Всякое общество воспроизводит свои структуры, формируя поведение индивидов и групп. При этом как для отдельных сообществ, так и для человечества как глобального вида существуют фундаментальные поведенческие принципы, фиксированные в культурных программах. Это, разумеется, не политические права, названные в философии Просвещения естественным правами человека. Обращенные к поведению человека, эти принципы выступают как основания морали, как нравственные принципы взаимоотношений индивидов внутри культурно-исторического вида «человек», которым следуют люди и сообщества. Мораль является фундаментальным культурно-видовым основанием поведения людей, обеспечивающим их глобальное существование. Причем принципы морали не ограничиваются индивидуальным поведением, они определенным образом отражены в социальных отношениях и социальных структурах. Поэтому разрушение нравственных оснований ослабляет и в конечном счете разрушает общество, которое, теряет фундаментальные смысловые опоры, способность к соответствующей самоорганизации. Эта истина была выражена в русской философии XIX в. в утверждении, что основание всему – начала нравственные.

В этой связи возникает вопрос о нравственном контексте, который явочным порядком вошел в оптимистически окрашенное представление о синтезе технического и общественного прогресса, сложившемся на заре промышленного общества. Этот контекст складывался по мере завоевания общества капитализмом, точнее сказать, по мере завоевание общества этосом, прокладывавшим ему дорогу. В ходе этого исторического процесса общество принимает, образно говоря, «поведенческую программу капитализма». Ф. Бродель пишет об этом следующим образом: «Будучи привилегией немногих, капитализм немыслим без активного пособничества общества. Он необходимо является реальностью социального и политического порядка и даже элементом цивилизации. Ибо необходимо, чтобы в известном роде все общество более или менее сознательно приняло его ценности (выделено мной. – В.Ч.)» [Бродель 1993, 68].

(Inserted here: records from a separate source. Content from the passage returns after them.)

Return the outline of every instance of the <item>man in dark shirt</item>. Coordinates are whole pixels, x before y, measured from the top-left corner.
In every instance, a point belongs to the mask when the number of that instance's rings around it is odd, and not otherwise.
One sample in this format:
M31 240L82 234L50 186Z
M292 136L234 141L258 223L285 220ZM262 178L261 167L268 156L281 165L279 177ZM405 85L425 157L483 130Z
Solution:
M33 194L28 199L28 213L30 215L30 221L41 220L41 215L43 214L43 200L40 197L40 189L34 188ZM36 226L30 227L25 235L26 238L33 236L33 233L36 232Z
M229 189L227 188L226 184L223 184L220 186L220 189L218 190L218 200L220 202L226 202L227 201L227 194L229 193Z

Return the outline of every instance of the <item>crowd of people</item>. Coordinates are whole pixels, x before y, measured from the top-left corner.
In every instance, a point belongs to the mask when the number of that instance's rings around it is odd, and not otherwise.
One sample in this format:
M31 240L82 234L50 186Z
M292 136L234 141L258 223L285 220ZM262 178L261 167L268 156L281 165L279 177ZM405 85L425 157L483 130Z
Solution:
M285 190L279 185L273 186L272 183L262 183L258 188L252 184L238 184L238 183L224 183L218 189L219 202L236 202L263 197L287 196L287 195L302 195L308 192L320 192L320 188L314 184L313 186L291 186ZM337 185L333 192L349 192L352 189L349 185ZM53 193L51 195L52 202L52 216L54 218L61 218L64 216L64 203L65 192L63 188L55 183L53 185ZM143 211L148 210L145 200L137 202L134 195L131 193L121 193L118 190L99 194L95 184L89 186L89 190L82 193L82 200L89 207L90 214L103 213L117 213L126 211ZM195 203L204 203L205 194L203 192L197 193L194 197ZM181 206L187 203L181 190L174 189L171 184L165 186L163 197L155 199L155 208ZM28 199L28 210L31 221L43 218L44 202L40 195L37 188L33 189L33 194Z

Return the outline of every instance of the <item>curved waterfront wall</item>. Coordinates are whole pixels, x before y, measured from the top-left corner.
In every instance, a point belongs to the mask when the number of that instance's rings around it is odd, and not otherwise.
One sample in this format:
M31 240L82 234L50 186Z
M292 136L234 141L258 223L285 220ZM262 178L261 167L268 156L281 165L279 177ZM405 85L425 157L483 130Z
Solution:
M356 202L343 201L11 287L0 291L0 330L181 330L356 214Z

Ментальная установка европейского капитализма, оформленная в светском сознании, стремится вывести бизнес из нравственной сферы, как бы соглашаясь с марксистским утверждением, что законы экономики первичны, носят некий естественно-исторический характер, в силу чего не могут подлежать нравственной оценке. В.С. Соловьев высказал решительное возражение против такого представления: «Так как подчинение материальных интересов и отношений в человеческом обществе каким-то особым, от себя действующим экономическим законам есть лишь вымысел плохой метафизики, не имеющей и тени основания в действительности, то в силе остается общее требование разума и совести, чтобы и в хозяйственной своей жизни общество было организованным осуществлением добра» [Соловьев 1988, 412].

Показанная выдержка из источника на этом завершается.